OT: How to cluster two computers
Bill Vermillion
fp at wjv.com
Tue Oct 5 06:49:05 PDT 2004
In the last exciting episode of the filePro saga,
Walter Vaughan was heard to say:"
if: Tue, Oct 05 08:59
then: nm = Walter Vaughan
if:
then: show nm < "said:"
Walter Vaughan said:
> Fairlight wrote:
> >>>What exactly is your goal?
> *My* goal would be to remove single point failure. I've got a
> FreeBSD server with raid, but if the raid card fails or the
> motherboard fails, I'm offline until it's fixed or I switch
> over to it's backup.
> It'd be *really nice* to know that there'd be a machine that
> could cover for the downed solider within a second.

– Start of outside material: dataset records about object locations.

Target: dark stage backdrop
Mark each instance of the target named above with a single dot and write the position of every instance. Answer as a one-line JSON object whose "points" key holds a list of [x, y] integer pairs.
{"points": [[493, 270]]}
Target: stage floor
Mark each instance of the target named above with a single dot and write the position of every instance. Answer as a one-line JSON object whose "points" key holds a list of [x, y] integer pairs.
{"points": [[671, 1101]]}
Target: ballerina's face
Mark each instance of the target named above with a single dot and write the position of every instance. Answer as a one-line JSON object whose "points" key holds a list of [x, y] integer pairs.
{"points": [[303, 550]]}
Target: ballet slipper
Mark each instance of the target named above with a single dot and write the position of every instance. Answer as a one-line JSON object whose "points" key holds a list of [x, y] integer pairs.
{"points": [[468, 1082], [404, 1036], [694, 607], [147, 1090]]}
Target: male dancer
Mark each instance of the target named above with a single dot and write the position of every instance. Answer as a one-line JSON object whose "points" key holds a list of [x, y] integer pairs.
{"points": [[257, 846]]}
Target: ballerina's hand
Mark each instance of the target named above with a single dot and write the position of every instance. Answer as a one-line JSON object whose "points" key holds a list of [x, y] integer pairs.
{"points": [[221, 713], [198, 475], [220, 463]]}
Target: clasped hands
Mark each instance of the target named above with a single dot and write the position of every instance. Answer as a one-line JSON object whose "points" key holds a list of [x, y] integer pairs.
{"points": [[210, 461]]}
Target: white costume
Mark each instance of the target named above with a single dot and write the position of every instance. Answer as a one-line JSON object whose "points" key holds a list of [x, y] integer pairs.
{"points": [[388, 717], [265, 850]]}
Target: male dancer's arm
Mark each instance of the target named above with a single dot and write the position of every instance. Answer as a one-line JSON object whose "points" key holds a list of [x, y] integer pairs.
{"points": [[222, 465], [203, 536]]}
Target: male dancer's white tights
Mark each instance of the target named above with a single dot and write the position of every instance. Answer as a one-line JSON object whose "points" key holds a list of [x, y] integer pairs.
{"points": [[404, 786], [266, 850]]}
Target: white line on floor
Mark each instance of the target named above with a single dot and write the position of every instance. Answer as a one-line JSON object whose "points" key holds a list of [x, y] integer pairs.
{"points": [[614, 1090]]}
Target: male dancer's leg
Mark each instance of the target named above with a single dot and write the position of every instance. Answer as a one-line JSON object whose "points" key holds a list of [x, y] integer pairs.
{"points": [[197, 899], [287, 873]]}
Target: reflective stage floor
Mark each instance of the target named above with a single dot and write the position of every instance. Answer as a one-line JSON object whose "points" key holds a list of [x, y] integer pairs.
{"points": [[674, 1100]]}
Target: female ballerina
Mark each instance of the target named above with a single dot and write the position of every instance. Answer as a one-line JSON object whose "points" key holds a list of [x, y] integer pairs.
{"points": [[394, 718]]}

You need to make sure the downed machine is really down - and one
second may not be enough. That was just a random thought. Losing
connectons for a second could be the result of the network being
temporarily swamped - from any number of causes.
> What I guess is needed is still a single point aggregator
> to funnel the traffic between the workstation and the
> server-array. Other wise you'd still loose your telnet/ssh
> connection. You can swap IP addresses on two FreeBSD boxes in
> less than a second, but does anyone know how ssh/telnet would
> respond? It'd break the connection I'd guess, and you'd loose
> data.
You'd lose data for anything that was not backed up to the second
machine anyway. To avoid that you would need to have continual
backups. For this I would think something like a SAN array would
be the ticket. But I've not used one.
Thinking about it you really do need to lose your telnet session
as the second machine will have no idea of just what you were
doing as the stacks/data in the first machine are not going to
match the second machine. And even though the second machine
is a duplicate of the other unless you are performing mirror image
on the drives then I think the chances of the data lying on the
same tracks/sectors are extremely remote. That's just one possible
error scenario.
Secondly. Even though you can swap IPs on a FreeBSD system
instantly - and I have done this on running machines without
rebooting to move all new connections to a new web server during an
upgrade - you have one problem that may be a temporary show
stopper.
I say temporary as it depends upon how your network is configured.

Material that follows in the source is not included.